Implications for education
In this sense, and in line with other research, the study of coping strategies appears instrumental for the prevention of stress and it is essential that these strategies should begin to be trained within the university facilities. These programs could help prepare nursing students to cope with the challenges they are about to face during their clinical rotations. For example, in Spain no university uses a nurse student peer mentoring or support program. This peer mentoring program, where third year students mentor first year students, was implemented in other foreign universities in order to reduce the anxiety experienced by first year students nurses and to facilitate a smooth transition to clinical practice situations (Hogan et al., 2017). Other strategies have demonstrated to be effective in the management of stress and anxiety in nursing students, such as the use of biofeedback and mindfulness and meditation interventions (Ratanasiripong et al., 2015) or emotional freedom techniques (Patterson, 2016).

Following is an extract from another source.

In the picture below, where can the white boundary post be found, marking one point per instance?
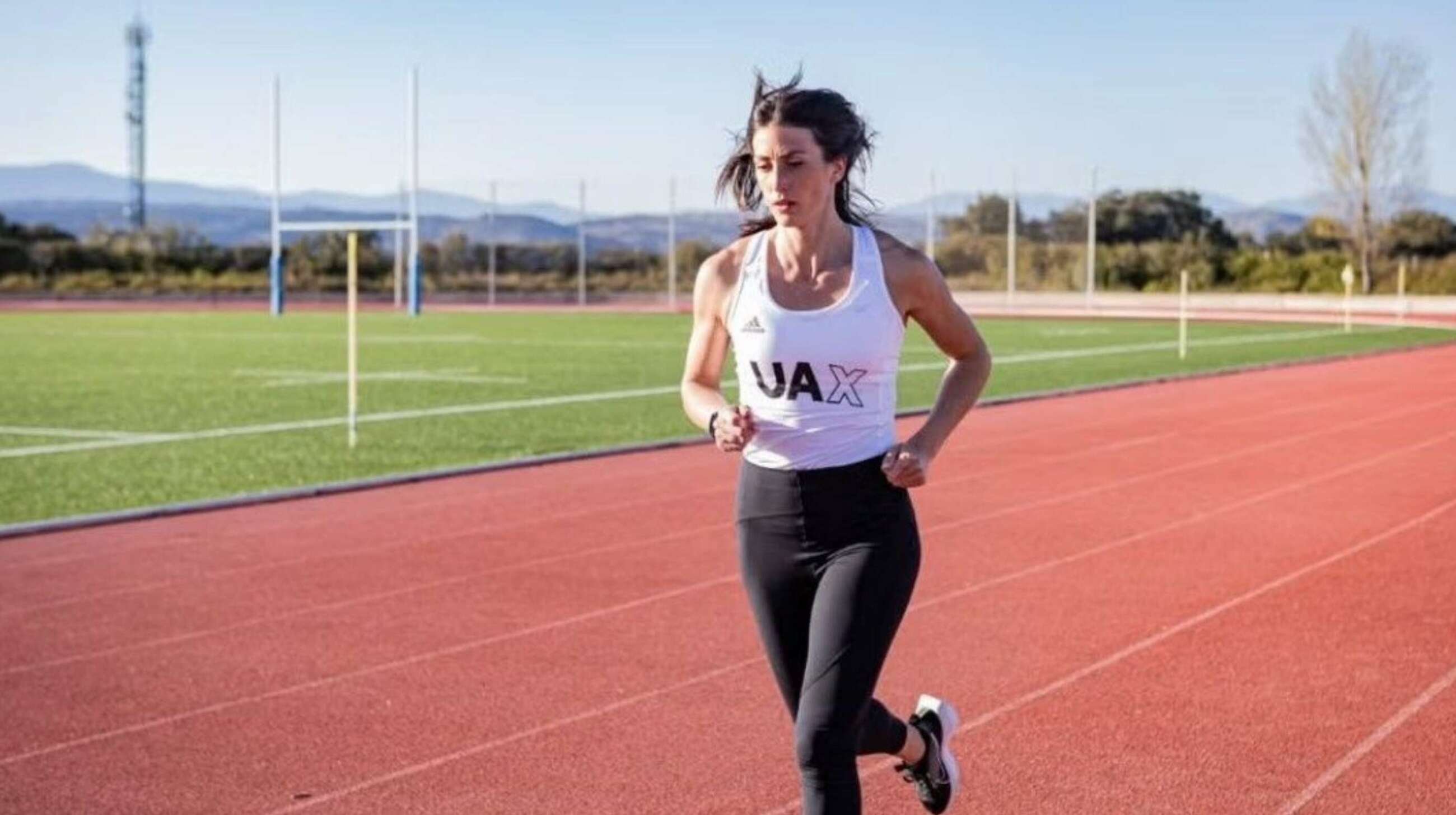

These findings call for a greater challenge to nurse educators in create a planning strategy to prevent recurrence of stress based in the use of the coping strategies most closely correlated with lower levels of perceived stress.
Limitations
This study has limitations that must be considered when interpreting these results. First, these findings cannot be generalized, as the study was conducted in nursing students of only one faculty of nursing and therefore, the socio-demographic structure of the sample was not necessarily the same as that of other faculties in Spain. The performance of longitudinal studies conducted over several academic years is recommended as these could show changes in perceived stress over time. Further studies based on qualitative techniques would provide more detail regarding the stressor factors and its relationship with levels of anxiety and coping strategies. However, despite these limitations, the results of this study appear to concur with previous findings on this topic.